The value chain of banks is based entirely around the production of services that relies on cash—in both physical and electronic form—as the "raw materials," with depositors, lenders and borrowers as customers that appear at both the beginning and the end of the chain. In addition, there is also the multiple network of distribution channels and platforms through which products and services are offered to or accessed by customers. As banks leverage new technologies and collaborate with third-party service providers to optimize service delivery across these channels, the emergence of eBanking—as well financial inclusion products such as mobile money, mobile banking, electronic wallets, and agency banking—are adding to the complexity of the banking supply chain and driving adoption of the value chain concept to banking.
Integrating the value chain will help with the synchronization of processes and functional silos, drive compliance, and optimize sales fulfillment and service delivery.
The value chain of banks is unique because cash is at the center of consumption of a bank’s products and services by customers. Consequently, whenever customers use these products and services, there is movement of cash in and out of the bank. The demand chain relates to customer utilization of products and services across all distribution and consumption channels, such as ATMs, branches, mobile devices, and Internet and point-of-sale terminals, that leads to cash outflows in the form of withdrawals, transfers, payments and borrowing. The supply chain also relates to the utilization of products and services that leads to cash inflows in form of deposits, on-lending, and investment in financial instruments and the bank’s cash reserve. The third part of the value chain relates to the design chain—the research, design and development of products and services.

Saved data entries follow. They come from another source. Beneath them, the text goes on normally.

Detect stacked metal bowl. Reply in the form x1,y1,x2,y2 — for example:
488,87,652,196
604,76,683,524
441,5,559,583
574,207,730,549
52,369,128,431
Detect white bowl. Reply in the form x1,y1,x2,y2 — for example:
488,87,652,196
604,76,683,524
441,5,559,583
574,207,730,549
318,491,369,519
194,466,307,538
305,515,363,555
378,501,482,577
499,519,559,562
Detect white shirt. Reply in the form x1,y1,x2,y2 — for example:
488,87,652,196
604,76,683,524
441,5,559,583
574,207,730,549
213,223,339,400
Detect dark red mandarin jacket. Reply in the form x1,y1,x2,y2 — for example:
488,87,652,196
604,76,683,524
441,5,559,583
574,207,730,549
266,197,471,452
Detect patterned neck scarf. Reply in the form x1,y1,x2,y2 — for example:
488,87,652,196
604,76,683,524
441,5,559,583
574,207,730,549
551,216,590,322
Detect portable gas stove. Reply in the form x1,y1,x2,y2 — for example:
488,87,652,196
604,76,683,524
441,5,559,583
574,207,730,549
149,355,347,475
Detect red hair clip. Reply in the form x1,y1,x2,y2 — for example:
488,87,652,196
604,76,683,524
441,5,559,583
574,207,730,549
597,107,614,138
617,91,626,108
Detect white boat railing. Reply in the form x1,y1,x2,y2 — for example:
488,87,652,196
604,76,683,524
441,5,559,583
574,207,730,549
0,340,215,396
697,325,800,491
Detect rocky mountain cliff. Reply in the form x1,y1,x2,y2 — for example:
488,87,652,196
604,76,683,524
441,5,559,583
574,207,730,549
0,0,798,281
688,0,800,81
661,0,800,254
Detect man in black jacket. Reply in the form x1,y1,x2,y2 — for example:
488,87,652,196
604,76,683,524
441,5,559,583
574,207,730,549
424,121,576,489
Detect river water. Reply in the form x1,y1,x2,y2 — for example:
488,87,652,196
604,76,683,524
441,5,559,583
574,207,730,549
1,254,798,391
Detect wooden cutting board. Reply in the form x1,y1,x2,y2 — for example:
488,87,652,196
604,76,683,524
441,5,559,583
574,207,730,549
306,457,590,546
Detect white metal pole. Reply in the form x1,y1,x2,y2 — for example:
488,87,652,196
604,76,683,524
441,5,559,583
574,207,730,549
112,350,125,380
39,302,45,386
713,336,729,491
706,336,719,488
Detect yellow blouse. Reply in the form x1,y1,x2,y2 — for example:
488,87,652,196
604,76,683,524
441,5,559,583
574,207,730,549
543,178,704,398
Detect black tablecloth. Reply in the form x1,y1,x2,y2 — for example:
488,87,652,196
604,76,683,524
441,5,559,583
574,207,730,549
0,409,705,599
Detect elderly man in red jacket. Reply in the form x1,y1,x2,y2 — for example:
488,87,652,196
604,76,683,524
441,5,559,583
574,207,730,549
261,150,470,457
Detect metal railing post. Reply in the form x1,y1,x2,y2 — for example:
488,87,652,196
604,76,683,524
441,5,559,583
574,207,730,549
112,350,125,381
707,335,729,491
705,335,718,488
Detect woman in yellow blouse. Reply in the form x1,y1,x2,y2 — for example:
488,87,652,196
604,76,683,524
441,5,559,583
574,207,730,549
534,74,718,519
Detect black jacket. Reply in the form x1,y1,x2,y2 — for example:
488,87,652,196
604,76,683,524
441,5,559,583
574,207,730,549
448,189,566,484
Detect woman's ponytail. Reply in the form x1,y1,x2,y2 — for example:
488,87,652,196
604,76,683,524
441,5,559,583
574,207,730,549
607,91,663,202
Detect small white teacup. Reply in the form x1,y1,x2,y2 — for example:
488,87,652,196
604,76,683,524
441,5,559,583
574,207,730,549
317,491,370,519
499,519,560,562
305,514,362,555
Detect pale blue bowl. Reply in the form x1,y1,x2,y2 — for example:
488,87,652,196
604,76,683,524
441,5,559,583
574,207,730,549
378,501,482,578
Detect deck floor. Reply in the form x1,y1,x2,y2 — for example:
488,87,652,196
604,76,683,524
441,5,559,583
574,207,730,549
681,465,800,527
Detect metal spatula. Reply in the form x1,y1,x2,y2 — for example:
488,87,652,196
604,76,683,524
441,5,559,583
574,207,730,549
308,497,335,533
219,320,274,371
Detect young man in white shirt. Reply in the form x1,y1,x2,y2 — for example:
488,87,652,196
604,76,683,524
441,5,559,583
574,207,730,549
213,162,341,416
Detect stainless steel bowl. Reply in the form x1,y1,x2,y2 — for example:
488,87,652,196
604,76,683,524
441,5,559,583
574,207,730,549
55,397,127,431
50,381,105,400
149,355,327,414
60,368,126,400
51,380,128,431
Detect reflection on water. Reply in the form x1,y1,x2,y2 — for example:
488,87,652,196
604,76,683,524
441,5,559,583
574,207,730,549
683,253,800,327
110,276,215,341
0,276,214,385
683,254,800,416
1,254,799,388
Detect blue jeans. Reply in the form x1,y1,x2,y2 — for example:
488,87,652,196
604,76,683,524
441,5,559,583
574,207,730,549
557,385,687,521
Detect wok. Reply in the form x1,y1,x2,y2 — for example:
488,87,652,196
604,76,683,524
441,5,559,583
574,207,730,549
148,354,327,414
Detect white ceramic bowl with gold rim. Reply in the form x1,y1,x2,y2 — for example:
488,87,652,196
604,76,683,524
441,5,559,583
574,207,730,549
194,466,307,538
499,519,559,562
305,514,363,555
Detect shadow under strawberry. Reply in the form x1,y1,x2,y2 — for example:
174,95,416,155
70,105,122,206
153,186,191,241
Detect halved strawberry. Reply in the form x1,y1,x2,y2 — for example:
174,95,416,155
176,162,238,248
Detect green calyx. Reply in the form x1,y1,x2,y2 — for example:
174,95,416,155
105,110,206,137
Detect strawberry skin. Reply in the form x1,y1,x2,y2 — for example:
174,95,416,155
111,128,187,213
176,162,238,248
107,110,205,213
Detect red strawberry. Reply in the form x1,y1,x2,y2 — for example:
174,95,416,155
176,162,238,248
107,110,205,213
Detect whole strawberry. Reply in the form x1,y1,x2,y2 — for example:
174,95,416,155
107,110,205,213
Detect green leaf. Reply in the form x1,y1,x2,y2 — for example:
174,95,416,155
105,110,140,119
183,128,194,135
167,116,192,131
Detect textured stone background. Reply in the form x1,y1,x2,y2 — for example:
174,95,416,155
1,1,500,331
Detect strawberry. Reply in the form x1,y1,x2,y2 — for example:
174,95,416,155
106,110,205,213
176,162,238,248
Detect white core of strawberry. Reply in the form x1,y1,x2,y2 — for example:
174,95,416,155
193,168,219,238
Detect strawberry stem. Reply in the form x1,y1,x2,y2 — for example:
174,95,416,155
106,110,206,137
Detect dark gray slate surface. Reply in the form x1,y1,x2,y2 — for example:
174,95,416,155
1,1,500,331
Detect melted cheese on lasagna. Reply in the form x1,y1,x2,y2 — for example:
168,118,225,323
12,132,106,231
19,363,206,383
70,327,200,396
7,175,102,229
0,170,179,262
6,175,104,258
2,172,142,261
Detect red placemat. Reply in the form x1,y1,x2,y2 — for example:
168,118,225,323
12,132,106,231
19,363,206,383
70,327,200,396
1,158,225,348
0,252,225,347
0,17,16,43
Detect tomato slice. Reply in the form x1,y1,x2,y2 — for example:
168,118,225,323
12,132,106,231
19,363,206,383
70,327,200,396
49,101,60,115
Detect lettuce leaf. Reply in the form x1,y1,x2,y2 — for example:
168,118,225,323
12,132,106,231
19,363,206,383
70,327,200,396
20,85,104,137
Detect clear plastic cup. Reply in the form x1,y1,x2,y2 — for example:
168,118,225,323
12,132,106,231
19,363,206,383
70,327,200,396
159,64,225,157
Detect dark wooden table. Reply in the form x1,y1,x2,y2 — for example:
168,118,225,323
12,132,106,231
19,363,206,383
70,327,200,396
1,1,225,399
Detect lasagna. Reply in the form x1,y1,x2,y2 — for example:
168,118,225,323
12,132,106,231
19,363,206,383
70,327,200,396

Integrating the value chain will help with the synchronization of processes and functional silos, drive compliance, and optimize sales fulfillment and service delivery. Such improvements will increase customer satisfaction, speed to market, and the bank’s agility in responding to change.
Implementing integrated value chain planning technology and processes throughout a bank’s value chain will yield a number of benefits:
Demand forecasting and planning involve sensing and forecasting the consumption of products and services that lead to cash outflow. It requires identifying customer usage patterns and trends in products and services such as credit/loans, cards, online purchases, transfers and payments. It also includes anticipating and forecasting the impact of regulatory policies of the reserve bank that may lead to an increase in the cash reserve with the bank. Demand planning helps in managing supply chain volatility, liquidity crises and unplanned losses.
Supply chain planning requires better demand visibility to monitor the consumption of products and services that result in cash inflow and impact optimal cash levels. This includes the frequency, trends and sources of in cash inflows into various customer accounts, such as savings, current, collections and short-term investment accounts. Banks can develop what-if scenarios and plans to manage cash supply gaps and minimize costs. Such planning will also help to improve the asset-liability management strategy.
Genevieve Mbama is director of Customer Strategy and Insight at Oracle, focusing on Europe, the Middle East and Asia.
Supply chain network optimization involves all distribution channels where cash is held and through which customers transact, including ATMs, branches and agent bank outlets. Banks need to monitor transactions at these locations and leverage modeling to forecast requirements and plan the logistics for distribution of cash and other transactional devices to these locations. This can reduce costs and optimize service levels.
The goal of integrated value chain planning in banks is to reduce the costs of funds and distribution, minimize excess cash, prevent cash shortages, and increase income-earning opportunities from customers’ utilization of products and services and investment of excess cash.